Negli ultimi anni ho sviluppato una serie di opere incentrate sul concetto di “affissione selvaggia”, una pratica utilizzata per comunicare messaggi sociali, politici e culturali in contesti urbani, attraverso l'affissione legale e illegale di manifesti. La proposta è quella di formalizzare il materiale che condivideremo in vari modi, considerando i testi come frammenti di un atto di editing artistico, una forma di letteratura ed esposizione pubblica che rompe la forma delle narrazioni progressive e rivendica la posizione dei nostri corpi nello spazio pubblico.

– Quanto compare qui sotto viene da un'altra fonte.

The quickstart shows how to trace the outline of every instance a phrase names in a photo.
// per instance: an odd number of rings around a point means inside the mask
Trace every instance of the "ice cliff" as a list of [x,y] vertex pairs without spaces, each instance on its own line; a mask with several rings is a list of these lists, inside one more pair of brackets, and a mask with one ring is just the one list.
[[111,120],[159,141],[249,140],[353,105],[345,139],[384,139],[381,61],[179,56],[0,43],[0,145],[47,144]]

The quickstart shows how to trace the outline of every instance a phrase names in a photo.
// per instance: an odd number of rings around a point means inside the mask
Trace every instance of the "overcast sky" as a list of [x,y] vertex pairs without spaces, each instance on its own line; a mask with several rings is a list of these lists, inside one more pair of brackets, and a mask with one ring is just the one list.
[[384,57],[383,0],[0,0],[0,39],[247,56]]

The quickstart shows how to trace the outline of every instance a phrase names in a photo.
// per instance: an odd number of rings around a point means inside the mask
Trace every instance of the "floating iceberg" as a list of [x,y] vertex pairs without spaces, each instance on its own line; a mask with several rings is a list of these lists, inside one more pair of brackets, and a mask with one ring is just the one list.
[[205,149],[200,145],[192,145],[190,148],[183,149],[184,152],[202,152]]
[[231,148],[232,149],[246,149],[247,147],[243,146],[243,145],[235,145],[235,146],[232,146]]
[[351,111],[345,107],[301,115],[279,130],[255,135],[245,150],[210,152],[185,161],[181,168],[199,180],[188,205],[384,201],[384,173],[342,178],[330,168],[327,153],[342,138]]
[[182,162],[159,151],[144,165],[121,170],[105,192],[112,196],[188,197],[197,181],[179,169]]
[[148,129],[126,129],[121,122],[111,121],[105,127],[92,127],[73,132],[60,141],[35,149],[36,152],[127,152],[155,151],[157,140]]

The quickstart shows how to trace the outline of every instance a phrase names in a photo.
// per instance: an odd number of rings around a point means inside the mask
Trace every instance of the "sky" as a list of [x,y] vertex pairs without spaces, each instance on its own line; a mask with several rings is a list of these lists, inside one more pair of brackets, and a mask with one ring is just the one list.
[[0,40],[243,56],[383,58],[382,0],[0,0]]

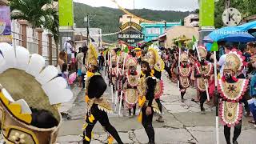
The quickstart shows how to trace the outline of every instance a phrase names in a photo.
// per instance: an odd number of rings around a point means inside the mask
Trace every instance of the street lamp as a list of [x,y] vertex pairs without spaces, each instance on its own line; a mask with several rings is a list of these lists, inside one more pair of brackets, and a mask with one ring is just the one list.
[[[87,46],[89,46],[89,37],[90,37],[90,31],[89,31],[89,29],[90,29],[90,21],[92,21],[92,19],[96,16],[96,14],[89,14],[87,13],[86,14],[86,17],[84,18],[83,21],[85,22],[87,22],[87,25],[86,25],[86,29],[87,29]],[[91,16],[91,18],[90,18]]]

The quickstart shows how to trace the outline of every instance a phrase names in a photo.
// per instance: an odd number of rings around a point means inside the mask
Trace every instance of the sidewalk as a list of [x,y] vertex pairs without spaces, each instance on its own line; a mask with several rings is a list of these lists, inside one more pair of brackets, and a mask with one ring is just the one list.
[[[188,89],[184,103],[181,102],[180,94],[177,86],[162,74],[165,90],[162,97],[162,103],[165,107],[163,116],[166,120],[163,123],[155,121],[155,142],[157,144],[214,144],[215,143],[215,107],[210,107],[205,104],[206,114],[200,114],[199,104],[191,102],[191,98],[195,97],[196,90]],[[110,97],[110,90],[106,93]],[[82,143],[82,127],[84,122],[84,94],[80,92],[74,101],[74,106],[69,114],[72,115],[71,121],[63,122],[59,130],[58,142],[59,143]],[[254,144],[256,129],[247,122],[249,119],[243,118],[243,126],[238,142],[242,144]],[[146,134],[137,118],[118,117],[117,114],[110,116],[110,122],[118,131],[122,140],[125,143],[144,144],[148,142]],[[220,143],[226,143],[223,126],[219,125]],[[93,130],[94,133],[92,144],[106,143],[106,133],[102,126],[97,123]],[[232,134],[233,132],[231,132]],[[232,136],[231,136],[232,138]]]

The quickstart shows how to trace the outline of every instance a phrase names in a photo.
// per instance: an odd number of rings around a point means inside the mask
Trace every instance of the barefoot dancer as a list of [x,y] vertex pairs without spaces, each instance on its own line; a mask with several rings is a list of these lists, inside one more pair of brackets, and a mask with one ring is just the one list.
[[86,55],[86,102],[87,114],[83,129],[83,143],[91,141],[92,130],[98,121],[104,129],[111,134],[118,144],[122,144],[118,131],[110,123],[107,113],[112,112],[110,104],[103,97],[107,85],[98,72],[97,63],[98,54],[94,46],[90,44]]

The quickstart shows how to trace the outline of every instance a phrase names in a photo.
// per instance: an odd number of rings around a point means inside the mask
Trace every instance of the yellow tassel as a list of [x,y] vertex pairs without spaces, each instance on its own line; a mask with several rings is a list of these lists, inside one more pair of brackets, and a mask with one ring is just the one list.
[[151,70],[150,76],[151,76],[151,77],[154,77],[154,70]]
[[138,98],[138,106],[142,107],[146,102],[146,97],[143,96],[142,98]]
[[89,118],[89,122],[94,122],[94,121],[95,120],[93,114],[90,114],[90,118]]
[[85,137],[85,139],[86,139],[87,142],[90,142],[90,138],[89,138],[87,136]]
[[90,72],[90,71],[86,72],[86,76],[89,77],[89,78],[94,76],[94,73],[92,73],[92,72]]
[[112,137],[112,135],[109,136],[109,139],[108,139],[109,144],[112,144],[114,142],[114,138]]
[[88,123],[86,123],[86,122],[85,124],[83,124],[82,130],[86,130],[87,126],[88,126]]
[[220,79],[221,78],[221,74],[220,73],[218,74],[218,79]]
[[94,137],[94,133],[91,132],[91,138],[93,138]]
[[142,112],[140,112],[138,116],[138,122],[142,122]]
[[142,71],[141,71],[141,74],[142,77],[144,77],[144,75],[145,75],[145,74]]
[[90,98],[89,98],[88,95],[86,95],[86,102],[88,103],[89,100],[90,100]]

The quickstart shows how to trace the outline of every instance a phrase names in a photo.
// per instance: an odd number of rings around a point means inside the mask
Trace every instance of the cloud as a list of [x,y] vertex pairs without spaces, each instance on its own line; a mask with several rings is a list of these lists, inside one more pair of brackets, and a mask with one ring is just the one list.
[[[74,0],[92,6],[118,8],[112,0]],[[116,0],[124,8],[133,9],[134,0]],[[135,9],[158,10],[193,10],[198,8],[198,0],[134,0]]]

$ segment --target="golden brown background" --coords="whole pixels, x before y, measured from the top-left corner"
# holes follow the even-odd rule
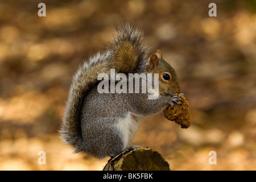
[[[211,2],[217,17],[208,16]],[[254,0],[1,1],[0,169],[102,169],[108,159],[72,154],[56,131],[73,74],[123,22],[144,30],[152,52],[162,50],[192,115],[188,129],[152,116],[132,144],[159,151],[172,170],[256,170]]]

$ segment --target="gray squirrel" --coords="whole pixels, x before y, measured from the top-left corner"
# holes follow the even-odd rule
[[[148,57],[142,31],[126,23],[115,32],[105,52],[84,63],[73,76],[59,131],[75,153],[98,159],[139,147],[127,146],[143,119],[181,102],[176,95],[180,88],[175,70],[163,59],[160,51]],[[110,69],[126,75],[150,73],[152,80],[158,73],[158,97],[148,99],[152,93],[100,93],[98,76],[110,76]]]

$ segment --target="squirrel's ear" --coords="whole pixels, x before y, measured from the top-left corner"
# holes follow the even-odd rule
[[[150,57],[150,63],[149,63],[149,67],[150,69],[154,70],[155,69],[155,67],[158,65],[158,56],[155,54],[153,53]]]
[[[162,59],[162,51],[160,51],[159,49],[158,49],[156,51],[156,53],[155,53],[156,55],[158,55],[158,57],[159,59]]]

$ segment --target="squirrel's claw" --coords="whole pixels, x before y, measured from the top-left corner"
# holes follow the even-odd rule
[[[175,103],[176,103],[177,104],[179,104],[179,105],[181,105],[181,102],[182,102],[182,100],[176,94],[172,94],[171,96],[172,96],[172,98],[169,101],[169,104],[171,105],[171,106],[172,107],[172,109],[174,109]]]

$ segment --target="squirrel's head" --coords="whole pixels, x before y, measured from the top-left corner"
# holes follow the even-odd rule
[[[162,58],[162,52],[158,50],[149,59],[147,71],[159,74],[159,92],[160,95],[180,93],[177,74],[174,69]]]

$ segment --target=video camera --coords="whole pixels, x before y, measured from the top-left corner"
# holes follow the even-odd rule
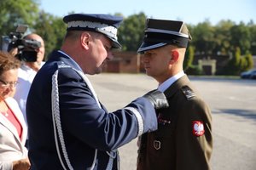
[[[37,49],[41,47],[41,42],[23,38],[27,28],[26,25],[19,25],[15,32],[10,32],[9,36],[2,36],[2,50],[10,52],[17,48],[15,57],[20,60],[35,62],[37,61]]]

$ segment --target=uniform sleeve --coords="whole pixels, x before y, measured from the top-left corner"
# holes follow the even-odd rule
[[[59,72],[58,83],[61,123],[68,132],[64,136],[73,135],[93,148],[112,150],[157,128],[154,108],[144,98],[108,113],[99,108],[84,80],[71,69]]]
[[[13,162],[0,162],[0,170],[12,170]]]
[[[177,169],[211,169],[212,117],[208,106],[195,97],[181,105],[177,127]]]

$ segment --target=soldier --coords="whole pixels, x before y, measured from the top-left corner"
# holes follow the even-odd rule
[[[121,46],[122,18],[73,14],[67,35],[36,75],[26,103],[31,169],[118,169],[117,149],[157,128],[163,93],[149,92],[108,113],[85,74],[98,74]]]
[[[189,40],[183,21],[147,20],[138,53],[170,106],[158,110],[158,130],[140,138],[138,170],[210,169],[211,111],[183,70]]]

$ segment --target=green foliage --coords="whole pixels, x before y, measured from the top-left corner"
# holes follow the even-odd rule
[[[1,34],[8,35],[10,31],[15,31],[19,24],[33,27],[38,18],[38,6],[35,0],[1,0]]]
[[[252,54],[247,51],[243,56],[241,54],[240,48],[236,48],[233,57],[224,68],[225,75],[236,75],[241,72],[248,71],[253,66],[253,60]]]
[[[183,61],[183,69],[186,71],[189,69],[193,63],[194,60],[194,55],[195,55],[195,48],[192,46],[189,46],[186,54],[185,54],[185,59]]]
[[[143,38],[146,15],[144,13],[133,14],[124,19],[119,29],[118,38],[123,51],[137,51]]]
[[[185,71],[185,73],[187,75],[203,75],[203,71],[198,66],[191,65],[188,67],[188,69]]]
[[[62,19],[49,14],[40,13],[35,26],[36,33],[42,36],[45,43],[45,58],[52,50],[61,48],[66,34],[66,26]]]

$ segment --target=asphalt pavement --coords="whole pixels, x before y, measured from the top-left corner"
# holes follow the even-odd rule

Sara Leghissa è un_artista indipendente con base a Milano. La sua pratica avviene principalmente nello
spazio pubblico, esplorando ed evidenziando le dinamiche di potere al suo interno. Attraverso un principio di ecologia delle risorse, si serve il più possibile di ciò che ègiàdisponibile nella realtà . Crea sistemi e dispositivi che cercano di mimetizzarsi e confondersi con il contesto, per veicolare
immagini e contenuti e per incontrare e intercettare pubblici diversi, attraverso l’uso di tecnologie accessibili e legate all’ordinario. Ha co-fondato il progetto artistico Strasse e ha collaborato con diversə collettivi indipendenti. Ha presentato il proprio lavoro in contesti e festival italiani e internazionali, tra cui Santarcangelo Festival (IT), Short Theatre (IT), Belluard Festival(CH), Sareyett
(PS), Saal Biennal(EE), Beursschouwburg (BE), Malta Biennale Arte (MT).
Per la scena italiana ha co-organizzato Nobodys Business, una piattaforma indipendente per lo scambio di pratiche nella performing art; NESSUNO, luogo in cui generare comunità e resistenze attraverso la pratica della festa, e Sauna Never Dry, una stanza di legno che contiene la strumentazione per ottenere aria secca ad alta temperatura, e che diventa espediente di incontro e costruzione di pratiche collettive. Per la casa editrice NERO Editions ha pubblicato i libri Will you marry me? e La scuola ha riaperto come dopo una nevicata.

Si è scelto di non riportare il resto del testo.